Darlene Jones-Nelson says
This is my son’s first year in High school also! They do have a mentor program in which his older cousin is in and she picked him. I am relieved that he does have relatives that are going to the school he is!
Jan Fink says
What great advice, and very informative. Thank you!
barnolds barnes says
Your daughter is so cute. I hope my kid looks that normal when he gets to high school. Seems like such an awkward age and it’s nice to get help with the transition.
Karen Beckett says
Very good advice & I am sure very helpful to many parents. It is very rough for teenagers today.
lei says
great advice. thanks for sharing
Grace Pignatare says
Great article. I think I’ll be a mess when my kids go to highschool! They just started elementary school. I think that a lot of the points you touched on can be used even for those of us who Dont have kids transitioning into highschool but school in general. Definitely important to always listen to what your child’s fears are as they are as real as yours and mine! Thank u for such a helpful article!
Debra Holloway says
This is some very sound advice. I gave my daughter and sons similar advice. It is great guidance.
Jackie smith says
Love the article. working in the high school I wish more parent would take an active role with there teen. I am always disturbed how parent do not communicate with their teen. Love working with teens.
Terri David says
I don’t envy kids having to deal with so many problems today. It is so much more complicated than when I went to school. Kudos for making the effort to help in the transition.
Cathy Jarolin says
These are big transitions for teens to make .It is so wonderful that you are so involved in helping them make these transitions.
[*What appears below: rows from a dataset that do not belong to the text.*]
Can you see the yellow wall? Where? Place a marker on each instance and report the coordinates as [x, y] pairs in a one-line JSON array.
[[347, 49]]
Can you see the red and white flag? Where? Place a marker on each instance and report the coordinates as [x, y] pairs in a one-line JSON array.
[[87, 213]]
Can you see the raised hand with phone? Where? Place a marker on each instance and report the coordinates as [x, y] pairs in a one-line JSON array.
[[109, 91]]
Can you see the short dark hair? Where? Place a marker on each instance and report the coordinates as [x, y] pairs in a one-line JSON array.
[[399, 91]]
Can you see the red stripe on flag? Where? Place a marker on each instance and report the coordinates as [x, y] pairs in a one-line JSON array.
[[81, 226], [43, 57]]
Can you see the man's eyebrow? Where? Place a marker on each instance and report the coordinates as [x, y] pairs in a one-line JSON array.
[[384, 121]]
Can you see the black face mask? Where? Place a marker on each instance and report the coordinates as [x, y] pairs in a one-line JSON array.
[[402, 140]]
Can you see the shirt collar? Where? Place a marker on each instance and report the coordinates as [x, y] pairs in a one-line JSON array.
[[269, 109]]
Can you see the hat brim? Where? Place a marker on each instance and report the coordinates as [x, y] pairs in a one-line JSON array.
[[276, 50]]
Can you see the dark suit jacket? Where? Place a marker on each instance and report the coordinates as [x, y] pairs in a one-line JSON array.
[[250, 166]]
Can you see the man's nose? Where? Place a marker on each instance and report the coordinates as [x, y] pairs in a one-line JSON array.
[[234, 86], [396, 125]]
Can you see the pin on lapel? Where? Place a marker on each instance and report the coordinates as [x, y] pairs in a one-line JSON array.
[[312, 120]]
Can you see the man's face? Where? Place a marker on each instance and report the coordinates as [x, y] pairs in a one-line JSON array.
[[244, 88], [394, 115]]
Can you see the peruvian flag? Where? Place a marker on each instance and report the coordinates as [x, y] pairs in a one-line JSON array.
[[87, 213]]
My 18 yr old grandson just started college. He only went twice and is really stressed out over it. He wants to go but the over work is getting to him. He also works & he loves his job and his bosses love him. The classes he is taking will enable him to further himself in the same career. I told him to go talk to support services at school and explain to them that you can’t handle all the work. Hopefully they will be like you and be able to help him. Thankyou for this Wonderful Post..
Joyce Baker says
These tip are very useful. Thank you.
fionpu says
very nice tips….thanks !
Jennifer Hiles says
These are some very good tips. I have a step daughter going into high school so I can relate. I think joining school clubs and especially sports is a fantastic idea. I know that really helped me in high school. Being on a sports team really helped.
Kelly says
I was fortunate to have a lot of friends that were already in high school. One of them took me to the school a few days early, and walked me though the school, showed me all my classes, and practiced my locker combination. It made the transition SO smooth. I am grateful he took the time to do that for me.
Peggy E says
These are wonderful tips to help in the transition. I would say number 6 is so very important. We have to listen to them and be there for them. (Even when they don’t know they need us)
Powered by Mom says
thanks Peggy I”m glad you found these useful 🙂
Karen Jaras says
Life is so much tougher now for teens than it was 20 years ago when I started high school. I am so glad that my concerns were what to wear each morning. Now it is social networking, cyber bullies, and diabetes and cancer that is an every day reality for most teens.